Maior representatividade – Michele destacou que a representatividade nos poderes ainda é pequena. “Somos 27 vereadores e temos apenas quatro mulheres eleitas. Isso é uma discrepância muito grande, uma vez que as mulheres são maioria na sociedade”. A vereadora também lembrou a desigualdade de salários e as agressões ao sexo feminino que precisam acabar.

CPI do Ipremu – Na sessão de terça-feira (04), Michele Bretas propôs e conseguiu a maioria das assinaturas para a instalação de uma CPI (Comissão Parlamentar de Inquérito) para apurar irregularidades no Ipremu (Instituto de Previdência Municipal de Uberlândia). A vereadora ressaltou que a CPI visa dar uma resposta de fiscalização do dinheiro público. “O que me salta aos olhos são investimentos feitos em fundos perdidos, empresas que não tinham uma saúde financeira consolidada”, afirmou.

Resposta ao servidor – A vereadora lembrou o papel fiscalizador do Legislativo. “Nós não podemos receber denúncias e dizer que já está na Polícia Federal e no Ministério Público Estadual. Também temos que exercer o nosso papel. Esta casa tem que dar uma resposta para a sociedade e para o servidor público municipal, que será dada, a partir das investigações que faremos dentro da CPI”, disse Michele.

Desnecessidade da CPI – Para o vereador Adriano Zago, não existem fatos novos que justifiquem a criação de uma CPI. Uma vez que na legislatura anterior já houve representações na Câmara sobre irregularidades nos investimentos do órgão e o atual superintendente do Ipremu, André Goulart, em visita à Casa de Leis na segunda-feira (03), disse que todos os documentos e indícios de irregularidades foram encaminhados para a Polícia Federal, Ministério Público Federal e Ministério Público Estadual. “Esses órgãos já se encarregaram de fazer uma investigação. A Câmara pode e deve fazer investigação, mas eu vejo, no momento atual, a desnecessidade, haja vista que estes órgãos já estão fazendo”, afirmou Zago.

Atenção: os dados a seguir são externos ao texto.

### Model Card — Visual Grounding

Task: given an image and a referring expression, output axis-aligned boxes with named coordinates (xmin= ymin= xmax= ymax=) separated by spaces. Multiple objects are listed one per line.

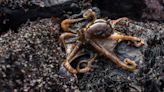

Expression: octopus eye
xmin=88 ymin=23 xmax=113 ymax=38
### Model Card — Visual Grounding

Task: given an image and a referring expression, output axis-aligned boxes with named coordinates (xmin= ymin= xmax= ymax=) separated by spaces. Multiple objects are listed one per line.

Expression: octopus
xmin=59 ymin=9 xmax=144 ymax=75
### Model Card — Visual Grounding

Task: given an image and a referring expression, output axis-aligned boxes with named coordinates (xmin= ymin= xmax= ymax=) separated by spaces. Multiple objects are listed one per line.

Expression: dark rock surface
xmin=0 ymin=19 xmax=79 ymax=92
xmin=0 ymin=0 xmax=164 ymax=92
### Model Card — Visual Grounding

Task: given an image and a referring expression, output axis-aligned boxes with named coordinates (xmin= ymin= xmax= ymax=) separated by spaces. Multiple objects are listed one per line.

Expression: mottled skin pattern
xmin=60 ymin=9 xmax=144 ymax=74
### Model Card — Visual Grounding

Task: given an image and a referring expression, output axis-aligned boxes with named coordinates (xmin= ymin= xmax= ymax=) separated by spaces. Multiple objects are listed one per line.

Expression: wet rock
xmin=0 ymin=19 xmax=78 ymax=92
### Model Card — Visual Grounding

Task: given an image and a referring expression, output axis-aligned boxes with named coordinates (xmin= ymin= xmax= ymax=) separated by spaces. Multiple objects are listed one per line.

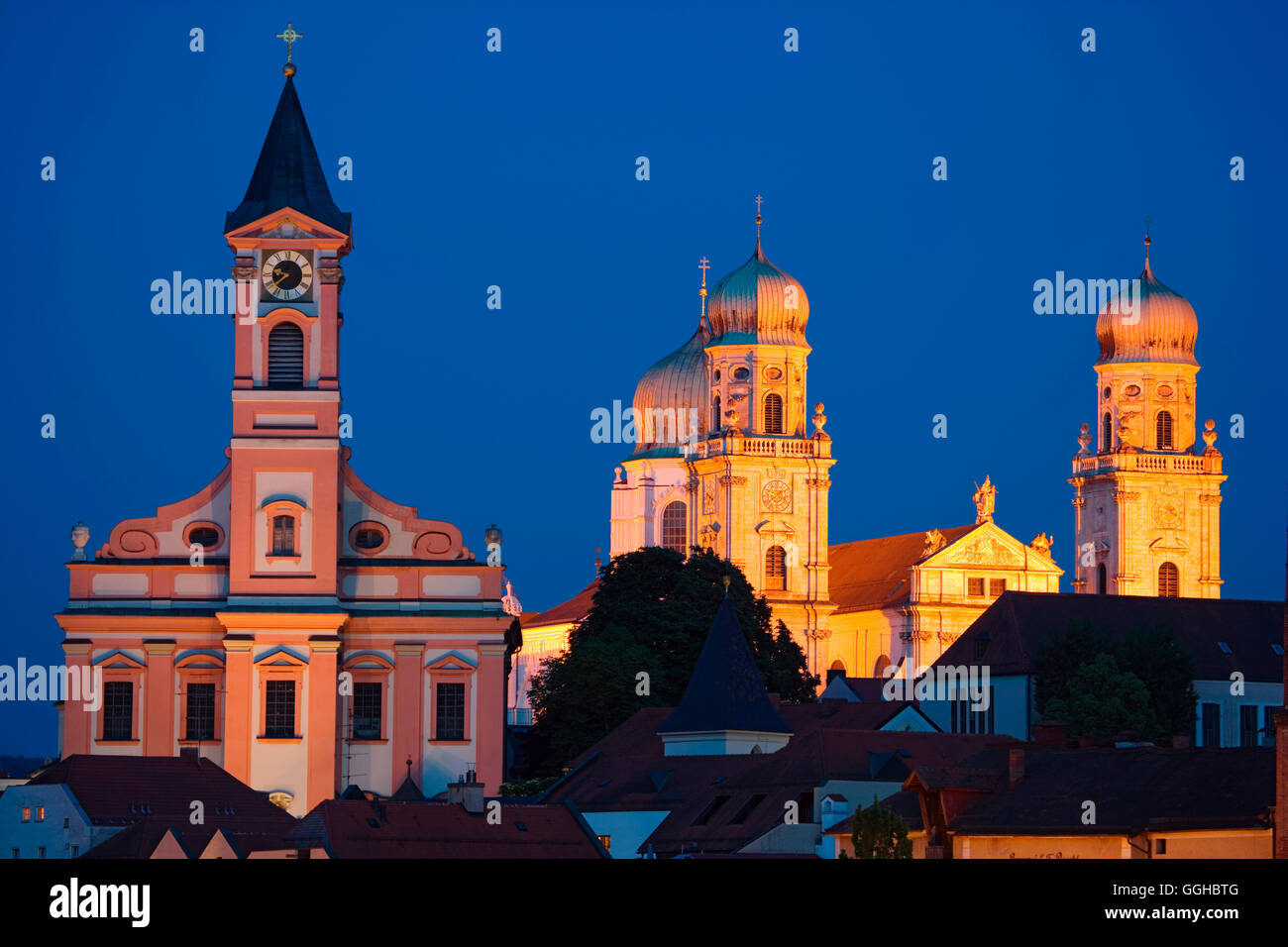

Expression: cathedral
xmin=509 ymin=220 xmax=1225 ymax=705
xmin=56 ymin=59 xmax=518 ymax=815
xmin=1069 ymin=236 xmax=1225 ymax=598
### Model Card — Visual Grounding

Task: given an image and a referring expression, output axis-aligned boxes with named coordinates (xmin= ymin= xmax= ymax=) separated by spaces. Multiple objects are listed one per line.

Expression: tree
xmin=529 ymin=546 xmax=818 ymax=773
xmin=1035 ymin=622 xmax=1198 ymax=742
xmin=850 ymin=796 xmax=912 ymax=858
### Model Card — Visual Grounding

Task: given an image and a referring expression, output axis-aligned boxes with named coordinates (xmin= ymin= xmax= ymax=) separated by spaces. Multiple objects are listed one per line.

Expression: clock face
xmin=262 ymin=250 xmax=313 ymax=300
xmin=760 ymin=480 xmax=793 ymax=513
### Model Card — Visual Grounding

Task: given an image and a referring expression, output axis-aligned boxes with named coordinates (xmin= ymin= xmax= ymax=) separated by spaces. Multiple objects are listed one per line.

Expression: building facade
xmin=1069 ymin=237 xmax=1225 ymax=598
xmin=56 ymin=64 xmax=512 ymax=814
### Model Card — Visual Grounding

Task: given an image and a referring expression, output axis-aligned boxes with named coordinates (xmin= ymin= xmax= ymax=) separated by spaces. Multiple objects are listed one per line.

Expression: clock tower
xmin=1069 ymin=237 xmax=1225 ymax=598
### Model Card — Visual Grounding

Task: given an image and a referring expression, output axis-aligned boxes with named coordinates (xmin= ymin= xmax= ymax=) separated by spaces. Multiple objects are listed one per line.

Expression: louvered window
xmin=1154 ymin=411 xmax=1172 ymax=451
xmin=1158 ymin=562 xmax=1181 ymax=598
xmin=765 ymin=394 xmax=783 ymax=434
xmin=765 ymin=546 xmax=787 ymax=591
xmin=268 ymin=322 xmax=304 ymax=388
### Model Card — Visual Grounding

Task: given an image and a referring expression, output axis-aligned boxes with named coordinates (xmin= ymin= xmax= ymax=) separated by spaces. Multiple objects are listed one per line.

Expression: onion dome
xmin=1096 ymin=237 xmax=1199 ymax=365
xmin=707 ymin=228 xmax=808 ymax=346
xmin=631 ymin=322 xmax=711 ymax=458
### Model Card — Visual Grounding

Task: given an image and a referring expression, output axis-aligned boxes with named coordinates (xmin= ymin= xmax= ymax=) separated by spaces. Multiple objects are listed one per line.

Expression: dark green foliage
xmin=529 ymin=546 xmax=818 ymax=773
xmin=850 ymin=796 xmax=912 ymax=858
xmin=1035 ymin=624 xmax=1198 ymax=743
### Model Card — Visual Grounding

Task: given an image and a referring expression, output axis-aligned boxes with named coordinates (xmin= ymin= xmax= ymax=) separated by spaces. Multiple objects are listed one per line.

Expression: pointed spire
xmin=756 ymin=194 xmax=765 ymax=259
xmin=224 ymin=74 xmax=352 ymax=233
xmin=698 ymin=257 xmax=711 ymax=331
xmin=657 ymin=592 xmax=793 ymax=738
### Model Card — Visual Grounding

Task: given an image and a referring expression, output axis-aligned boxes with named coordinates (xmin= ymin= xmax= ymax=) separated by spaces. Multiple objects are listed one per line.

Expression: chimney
xmin=1033 ymin=720 xmax=1069 ymax=746
xmin=447 ymin=770 xmax=484 ymax=814
xmin=1006 ymin=746 xmax=1024 ymax=789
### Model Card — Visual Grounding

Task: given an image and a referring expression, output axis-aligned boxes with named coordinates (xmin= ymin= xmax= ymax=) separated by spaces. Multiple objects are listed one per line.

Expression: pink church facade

Custos para a Câmara – Adriano Zago lembrou que a Câmara tem competência para fazer investigações por meio da CPI. “Vejo que não é o momento, sem contar no custo que uma CPI tem para o poder Legislativo, porque não está no requerimento. Mas nada impede que num momento futuro, a Câmara possa contratar um escritório de advocacia, uma empresa de auditoria e consultoria para poder assessorar a CPI, como aconteceu na CPI das vans; contratou-se um escritório de advocacia por R$ 170 mil, considerando que tínhamos servidores na Casa de Leis que poderiam fazer esse serviço”, ressaltou.